2. The facts found by the Tribunal were as follows. The assessee, a dealer in tobacco, buys his tobacco from a wholesale merchant resident within the State of Madras, who holds a licence under L-5. The asses-see's seller, the wholesaler, buys tobacco both within the State of Madras and also outside, particularly in Andhra. The wholesale merchant has no L-5 licence to store his purchases in Andhra State. What he does is to employ a commission agent in Andhra to buy tobacco on his behalf and to get it bonded in the warehouse of the commission agent, for which the commission agent holds a L-5 licence. Purchases are effected through the representatives of the wholesaler sent over to Andhra. Subsequently whenever the wholesaler requires tobacco to be sent over to the State of Madras the commission agent sends that tobacco. That tobacco is then bonded in the warehouse of the wholesaler, in this State. It is that tobacco that is delivered to the assessee when he buys it.
3. It should be remembered that the assessee's seller, the wholesaler, buys tobacco on his own in Andhra and not only to comply with any orders of the assessee. From this it should be clear that when purchases are effected in Andhra they are effected by the wholesaler either through his representatives or through his commission agent, and the tobacco purchased in Andhra is taken delivery of on behalf of the wholesaler in Andhra itself. The sale is complete by delivery within the State of Andhra only. The tobacco so purchased is not brought over immediately but kept in the bonded warehouse in Andhra, to be drawn upon whenever necessity arises, that is whenever the wholesaler requires tobacco to be brought over from Andhra to meet the demands for such tobacco within the State of Madras.

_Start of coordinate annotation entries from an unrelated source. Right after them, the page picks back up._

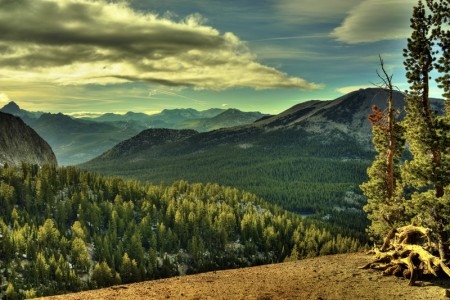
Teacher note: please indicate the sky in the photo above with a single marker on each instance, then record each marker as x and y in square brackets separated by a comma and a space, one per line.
[97, 56]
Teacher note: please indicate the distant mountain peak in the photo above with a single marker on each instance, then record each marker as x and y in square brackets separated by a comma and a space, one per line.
[11, 107]
[18, 142]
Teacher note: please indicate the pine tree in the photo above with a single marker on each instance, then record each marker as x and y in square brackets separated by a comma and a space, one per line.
[384, 192]
[428, 171]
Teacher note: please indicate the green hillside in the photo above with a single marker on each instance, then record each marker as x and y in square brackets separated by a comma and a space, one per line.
[65, 230]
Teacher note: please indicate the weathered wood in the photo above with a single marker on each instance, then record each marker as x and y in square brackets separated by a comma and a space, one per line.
[408, 251]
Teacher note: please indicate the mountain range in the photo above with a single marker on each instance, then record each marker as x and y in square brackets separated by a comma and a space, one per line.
[76, 140]
[18, 142]
[309, 159]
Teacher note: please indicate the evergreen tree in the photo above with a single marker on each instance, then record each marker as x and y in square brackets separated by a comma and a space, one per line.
[102, 275]
[383, 190]
[428, 172]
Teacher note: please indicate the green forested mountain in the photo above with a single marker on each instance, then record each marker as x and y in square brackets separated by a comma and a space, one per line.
[309, 159]
[65, 230]
[77, 140]
[229, 118]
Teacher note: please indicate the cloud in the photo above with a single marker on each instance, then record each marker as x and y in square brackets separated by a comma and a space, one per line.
[72, 42]
[4, 98]
[349, 89]
[301, 11]
[376, 20]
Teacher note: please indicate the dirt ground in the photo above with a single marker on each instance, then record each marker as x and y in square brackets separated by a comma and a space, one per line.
[327, 277]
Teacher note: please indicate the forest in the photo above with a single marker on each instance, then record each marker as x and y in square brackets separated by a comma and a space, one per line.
[308, 175]
[65, 230]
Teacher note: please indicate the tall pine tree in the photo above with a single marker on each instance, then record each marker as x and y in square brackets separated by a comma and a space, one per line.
[385, 203]
[428, 172]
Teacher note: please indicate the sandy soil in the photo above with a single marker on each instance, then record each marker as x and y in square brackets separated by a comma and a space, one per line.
[328, 277]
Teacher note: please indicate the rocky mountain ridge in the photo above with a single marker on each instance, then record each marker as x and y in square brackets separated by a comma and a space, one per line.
[19, 142]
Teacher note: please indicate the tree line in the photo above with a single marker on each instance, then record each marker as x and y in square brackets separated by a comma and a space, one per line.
[65, 230]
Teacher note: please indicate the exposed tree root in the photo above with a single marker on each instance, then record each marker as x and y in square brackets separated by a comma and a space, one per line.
[408, 251]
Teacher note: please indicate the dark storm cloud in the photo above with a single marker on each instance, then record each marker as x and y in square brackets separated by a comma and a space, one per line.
[81, 41]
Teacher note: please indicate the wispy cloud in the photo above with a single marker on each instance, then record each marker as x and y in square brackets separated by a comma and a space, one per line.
[73, 42]
[4, 98]
[375, 20]
[319, 11]
[348, 89]
[173, 92]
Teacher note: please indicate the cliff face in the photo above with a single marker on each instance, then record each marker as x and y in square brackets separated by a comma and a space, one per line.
[18, 142]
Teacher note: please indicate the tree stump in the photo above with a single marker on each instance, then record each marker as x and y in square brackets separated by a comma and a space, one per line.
[408, 251]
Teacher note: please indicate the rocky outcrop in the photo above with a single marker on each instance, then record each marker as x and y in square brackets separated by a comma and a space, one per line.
[18, 142]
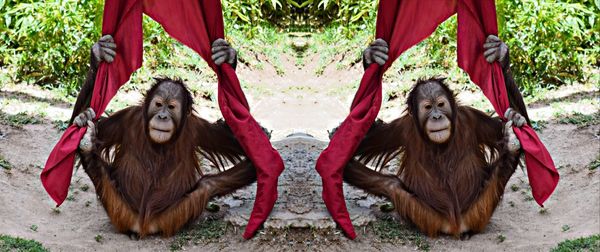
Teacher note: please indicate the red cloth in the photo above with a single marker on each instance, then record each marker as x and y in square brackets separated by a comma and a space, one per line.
[196, 24]
[403, 24]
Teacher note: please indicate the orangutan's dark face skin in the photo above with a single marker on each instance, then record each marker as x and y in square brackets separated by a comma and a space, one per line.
[434, 112]
[165, 112]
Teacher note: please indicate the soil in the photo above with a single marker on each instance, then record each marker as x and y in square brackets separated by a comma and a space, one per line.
[299, 101]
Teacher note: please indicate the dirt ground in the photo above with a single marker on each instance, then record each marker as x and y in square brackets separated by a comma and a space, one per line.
[299, 101]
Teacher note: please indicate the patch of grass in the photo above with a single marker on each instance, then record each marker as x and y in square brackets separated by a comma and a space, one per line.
[9, 243]
[581, 120]
[207, 230]
[590, 243]
[60, 124]
[594, 164]
[539, 125]
[391, 230]
[20, 119]
[5, 165]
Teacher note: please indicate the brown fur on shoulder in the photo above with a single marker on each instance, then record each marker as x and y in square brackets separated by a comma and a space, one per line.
[443, 188]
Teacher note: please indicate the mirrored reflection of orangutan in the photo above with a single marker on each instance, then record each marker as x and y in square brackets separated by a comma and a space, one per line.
[455, 160]
[144, 160]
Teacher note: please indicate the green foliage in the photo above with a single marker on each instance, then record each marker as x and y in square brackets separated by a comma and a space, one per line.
[390, 229]
[590, 243]
[207, 230]
[48, 42]
[551, 42]
[8, 243]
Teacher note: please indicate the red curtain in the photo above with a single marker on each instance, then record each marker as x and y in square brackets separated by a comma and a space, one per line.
[403, 24]
[196, 24]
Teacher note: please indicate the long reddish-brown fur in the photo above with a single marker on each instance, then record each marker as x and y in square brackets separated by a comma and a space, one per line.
[148, 188]
[450, 188]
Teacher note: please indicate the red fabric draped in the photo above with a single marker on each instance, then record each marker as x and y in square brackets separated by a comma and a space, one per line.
[196, 24]
[403, 24]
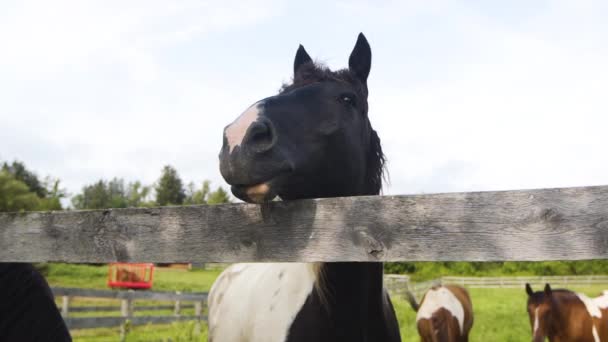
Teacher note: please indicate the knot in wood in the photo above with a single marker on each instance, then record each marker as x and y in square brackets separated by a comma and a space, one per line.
[373, 246]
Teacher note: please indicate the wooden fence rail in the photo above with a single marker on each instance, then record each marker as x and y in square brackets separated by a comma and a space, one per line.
[128, 307]
[546, 224]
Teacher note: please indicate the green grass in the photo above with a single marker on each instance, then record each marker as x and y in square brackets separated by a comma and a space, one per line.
[500, 314]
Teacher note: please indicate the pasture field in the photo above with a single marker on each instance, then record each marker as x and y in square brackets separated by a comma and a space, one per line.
[500, 314]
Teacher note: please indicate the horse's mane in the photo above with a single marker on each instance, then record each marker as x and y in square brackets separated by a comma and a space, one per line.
[317, 72]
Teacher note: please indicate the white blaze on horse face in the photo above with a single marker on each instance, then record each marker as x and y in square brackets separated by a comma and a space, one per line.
[236, 131]
[596, 336]
[436, 299]
[258, 302]
[536, 323]
[594, 306]
[591, 305]
[602, 301]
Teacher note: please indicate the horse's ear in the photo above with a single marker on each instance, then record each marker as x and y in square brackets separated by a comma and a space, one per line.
[360, 61]
[302, 58]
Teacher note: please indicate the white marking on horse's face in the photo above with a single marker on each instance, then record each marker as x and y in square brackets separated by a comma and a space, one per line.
[591, 305]
[536, 322]
[436, 299]
[235, 132]
[602, 301]
[258, 302]
[596, 337]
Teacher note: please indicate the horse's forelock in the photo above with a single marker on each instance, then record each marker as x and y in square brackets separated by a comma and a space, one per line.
[317, 72]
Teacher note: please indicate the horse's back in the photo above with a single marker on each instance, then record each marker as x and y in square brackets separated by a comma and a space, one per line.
[258, 302]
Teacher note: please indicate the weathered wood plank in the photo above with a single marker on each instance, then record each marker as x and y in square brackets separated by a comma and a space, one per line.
[546, 224]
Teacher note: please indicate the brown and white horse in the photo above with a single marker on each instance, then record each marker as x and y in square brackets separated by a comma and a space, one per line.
[445, 314]
[562, 315]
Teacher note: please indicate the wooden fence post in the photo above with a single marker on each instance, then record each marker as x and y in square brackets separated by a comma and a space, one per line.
[126, 311]
[198, 308]
[65, 306]
[178, 305]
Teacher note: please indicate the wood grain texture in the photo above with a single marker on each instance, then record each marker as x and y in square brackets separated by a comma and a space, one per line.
[545, 224]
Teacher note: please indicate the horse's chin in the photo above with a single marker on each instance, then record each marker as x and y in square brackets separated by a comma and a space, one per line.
[259, 193]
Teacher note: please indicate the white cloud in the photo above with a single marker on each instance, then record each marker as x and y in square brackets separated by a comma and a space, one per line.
[463, 98]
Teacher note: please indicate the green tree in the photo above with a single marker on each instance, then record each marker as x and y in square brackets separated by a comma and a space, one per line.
[170, 189]
[194, 196]
[204, 195]
[102, 195]
[218, 196]
[18, 170]
[15, 195]
[138, 195]
[54, 194]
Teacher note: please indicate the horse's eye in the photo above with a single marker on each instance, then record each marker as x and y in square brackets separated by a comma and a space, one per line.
[348, 99]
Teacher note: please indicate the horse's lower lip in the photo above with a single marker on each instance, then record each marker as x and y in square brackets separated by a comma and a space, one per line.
[257, 193]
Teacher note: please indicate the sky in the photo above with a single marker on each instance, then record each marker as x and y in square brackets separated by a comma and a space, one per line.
[465, 95]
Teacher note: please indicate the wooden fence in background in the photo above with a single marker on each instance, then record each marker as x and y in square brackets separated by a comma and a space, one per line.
[128, 307]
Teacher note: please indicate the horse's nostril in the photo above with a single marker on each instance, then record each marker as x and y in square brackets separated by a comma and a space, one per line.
[260, 136]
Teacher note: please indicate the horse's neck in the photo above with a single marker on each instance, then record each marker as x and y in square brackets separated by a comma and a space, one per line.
[350, 284]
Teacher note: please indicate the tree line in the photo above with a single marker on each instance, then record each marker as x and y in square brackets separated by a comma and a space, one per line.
[21, 189]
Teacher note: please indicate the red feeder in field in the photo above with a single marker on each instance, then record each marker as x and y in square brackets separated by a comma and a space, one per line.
[130, 275]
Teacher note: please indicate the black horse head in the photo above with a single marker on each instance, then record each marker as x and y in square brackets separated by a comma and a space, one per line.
[314, 139]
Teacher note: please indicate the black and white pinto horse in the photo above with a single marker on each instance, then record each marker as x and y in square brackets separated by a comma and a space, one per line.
[27, 307]
[312, 140]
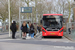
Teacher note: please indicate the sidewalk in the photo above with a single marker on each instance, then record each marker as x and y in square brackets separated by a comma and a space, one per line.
[70, 36]
[5, 35]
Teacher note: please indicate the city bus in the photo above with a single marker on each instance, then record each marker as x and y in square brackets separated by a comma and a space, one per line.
[52, 25]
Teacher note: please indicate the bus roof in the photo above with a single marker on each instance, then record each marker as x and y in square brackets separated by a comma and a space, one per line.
[52, 14]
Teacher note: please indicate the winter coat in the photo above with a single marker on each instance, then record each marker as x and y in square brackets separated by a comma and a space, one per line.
[13, 27]
[31, 27]
[24, 28]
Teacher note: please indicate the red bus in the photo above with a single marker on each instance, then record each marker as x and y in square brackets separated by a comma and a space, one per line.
[52, 25]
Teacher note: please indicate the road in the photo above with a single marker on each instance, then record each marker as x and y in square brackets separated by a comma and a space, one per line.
[37, 44]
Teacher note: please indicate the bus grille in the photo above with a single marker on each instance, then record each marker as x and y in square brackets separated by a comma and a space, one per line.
[53, 30]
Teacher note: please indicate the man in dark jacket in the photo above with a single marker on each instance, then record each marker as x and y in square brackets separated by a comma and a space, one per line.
[13, 29]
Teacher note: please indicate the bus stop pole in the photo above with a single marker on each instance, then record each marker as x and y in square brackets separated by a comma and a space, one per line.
[9, 15]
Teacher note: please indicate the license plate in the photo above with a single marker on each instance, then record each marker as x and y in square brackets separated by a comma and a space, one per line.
[52, 33]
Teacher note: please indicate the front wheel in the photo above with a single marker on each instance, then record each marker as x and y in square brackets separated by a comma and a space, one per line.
[60, 36]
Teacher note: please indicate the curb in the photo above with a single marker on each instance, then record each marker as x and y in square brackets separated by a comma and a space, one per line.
[68, 38]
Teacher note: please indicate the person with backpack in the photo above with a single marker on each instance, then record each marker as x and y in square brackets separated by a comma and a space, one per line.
[32, 30]
[24, 30]
[13, 28]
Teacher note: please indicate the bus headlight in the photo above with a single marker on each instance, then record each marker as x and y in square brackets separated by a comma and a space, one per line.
[61, 30]
[43, 30]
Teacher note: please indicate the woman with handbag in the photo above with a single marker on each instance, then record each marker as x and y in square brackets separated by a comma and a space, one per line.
[32, 30]
[24, 30]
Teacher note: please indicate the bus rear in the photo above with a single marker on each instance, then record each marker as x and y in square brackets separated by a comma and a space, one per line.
[52, 25]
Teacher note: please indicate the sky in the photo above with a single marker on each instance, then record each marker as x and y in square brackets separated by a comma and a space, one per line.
[0, 24]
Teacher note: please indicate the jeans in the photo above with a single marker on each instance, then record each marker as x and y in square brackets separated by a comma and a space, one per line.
[32, 35]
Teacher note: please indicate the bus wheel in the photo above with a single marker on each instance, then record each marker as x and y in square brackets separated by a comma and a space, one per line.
[43, 37]
[60, 36]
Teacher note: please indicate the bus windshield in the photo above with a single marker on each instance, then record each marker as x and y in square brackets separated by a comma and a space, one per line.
[52, 21]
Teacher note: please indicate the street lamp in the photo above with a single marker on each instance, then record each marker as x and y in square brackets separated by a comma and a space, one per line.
[9, 15]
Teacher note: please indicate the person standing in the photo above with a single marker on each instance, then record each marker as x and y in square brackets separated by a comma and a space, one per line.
[24, 30]
[13, 29]
[32, 30]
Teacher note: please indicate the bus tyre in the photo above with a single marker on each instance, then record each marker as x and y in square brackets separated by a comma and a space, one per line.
[42, 36]
[60, 36]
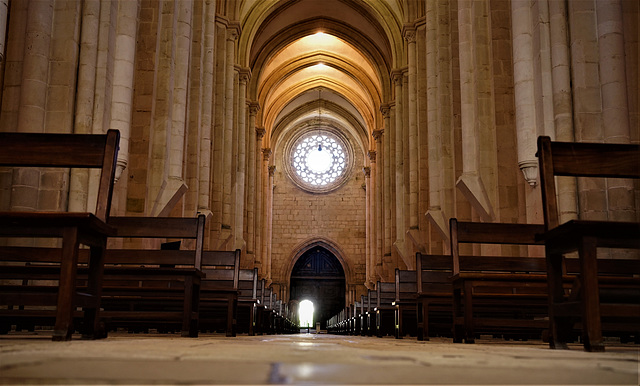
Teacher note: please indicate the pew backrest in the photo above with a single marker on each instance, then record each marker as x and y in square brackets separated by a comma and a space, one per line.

When this tobacco is so brought over by the wholesaler, there is no element of sale incidental to which that transport is effected. The sale, as we pointed out, is completed by delivery within the State of Andhra, and therefore the tobacco kept in the bonded warehouse in Andhra is kept there as the tobacco that belongs to the wholesaler, though the bonded warehouse belongs to the commission agent.
4. Learned counsel for the assessee relied upon Section 22 of the Act as amended in 1955. But Section 22 will not help to establish that the assessee's seller is the first purchaser within the State of Madras. The assessee's seller, the wholesaler, bought the tobacco in Andhra. It may be that he bought the tobacco for eventual consumption in Madras. The evidence disclosed that out of the purchases effected by the wholesaler in Andhra and kept in the bonded warehouse of the commission agent, the commission agent was in some cases instructed to sell a portion of the tobacco within the State of Andhra itself. These purchases at any rate could not be said to be for consumption within the State of Madras. What Section 22 of the Act requires is not only that a sale or a purchase should be for consumption within the State of Madras, but that the delivery in Madras should be the direct result of the sale or purchase. In this case the position was that as a result of the purchase of the tobacco by the wholesaler within the State of Andhra, the delivery of that tobacco was within the State of Andhra. The subsequent transport of that tobacco by the wholesaler was that of his own goods, and that could not be said to be the direct result of his purchase in Andhra. When the assessee effected his purchase in Madras there was no element of transport at all to bring it as a case of delivery direct or otherwise within the meaning of Section 22.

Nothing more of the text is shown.